David Wagner <daw@cs.berkeley.edu> said:
> For instance, standard Unix systems have only limited support for this
> principle.  A process can be running as root, or as a non-root user.
> Root processes can relinquish some privileges by calling setuid() to
> become a non-root user.  However, this has a lot of limitations.  It is
> very coarse-grained.  It is not available to ordinary (non-root) programs.
> And so on.

Cees de Groot wrote:
> Linux has done a tiny step in the correct direction with kernel capabilities.
> For example, I have an appserver that's suid root, gives itself the
> capability to bind to low-numbered ports, then suid's to an unpriviliged user
> id. Somewhere in the high-level language code, later on, the socket is created
> and bound to port 80.

It should be emphasized that these are not "capabilities" at all. 
They are just a list of privileges that have been mistakenly
labelled "capabilities".  In a capability system, a program cannot
"give itself the capability" to do anything; it can only transfer
its capabilities to other actors, and does so by explicitly sending
them along communication channels. shap cg

I'm not even sure this is a step in the correct direction.   Yes,
it does allow one to write setuid programs that are somewhat safer
than the programs that can be written today, but at the expense of
further complicating the security model (does any one person know
everything that happens in fork() anymore?) and damaging the word
"capability".

> However, this is not POLA. That's be the capability to bind exactly to port
> 80. My appserver can bind to any low port and fool e.g. NFS servers and other
> systems that think ports <1024 are something special.

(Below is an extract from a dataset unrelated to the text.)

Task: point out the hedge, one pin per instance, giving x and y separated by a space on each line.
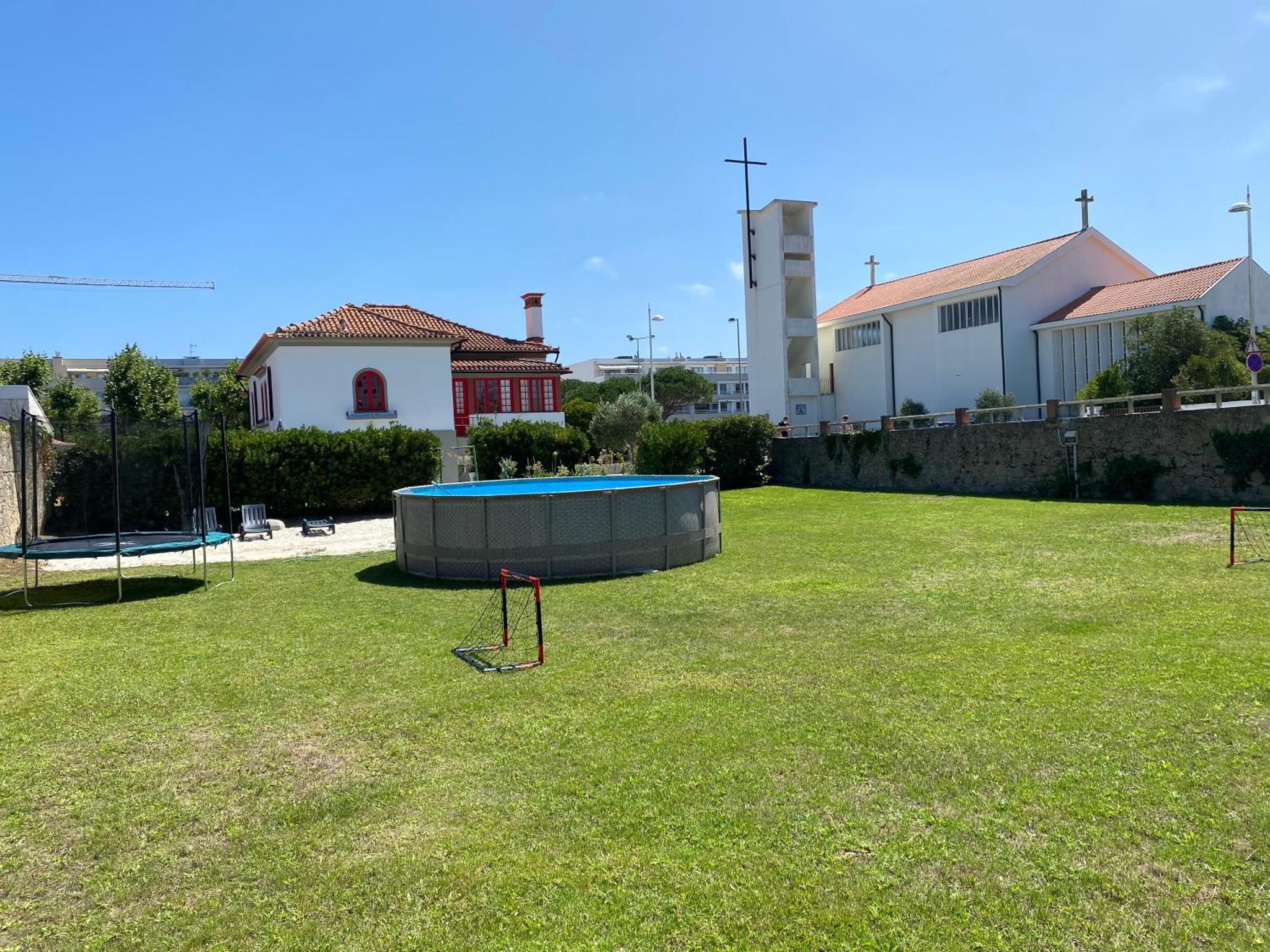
526 442
738 450
309 471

That's a granularity issue.   I agree that finer granularity is
desirable, but even if Linux "capabilities" had finer granularity,
it would still be the wrong model.

Even then, regardless of the granularity at which these privileges
might be specified,  all programs would still be restricted to the
particular boundaries and definitions imposed by the kernel, and
would be unable to refine or aggregate them as a capability system
with interposition would.

In summary, Linux "capabilities" are not POLA for three independent
reasons:  (a) POLA means authority isn't transferred implicitly,
(b) the chunks of privileges are too big, and (c) programs don't
have the power to truly uphold POLA even if they wanted to because
they can't refine the authorities they transmit.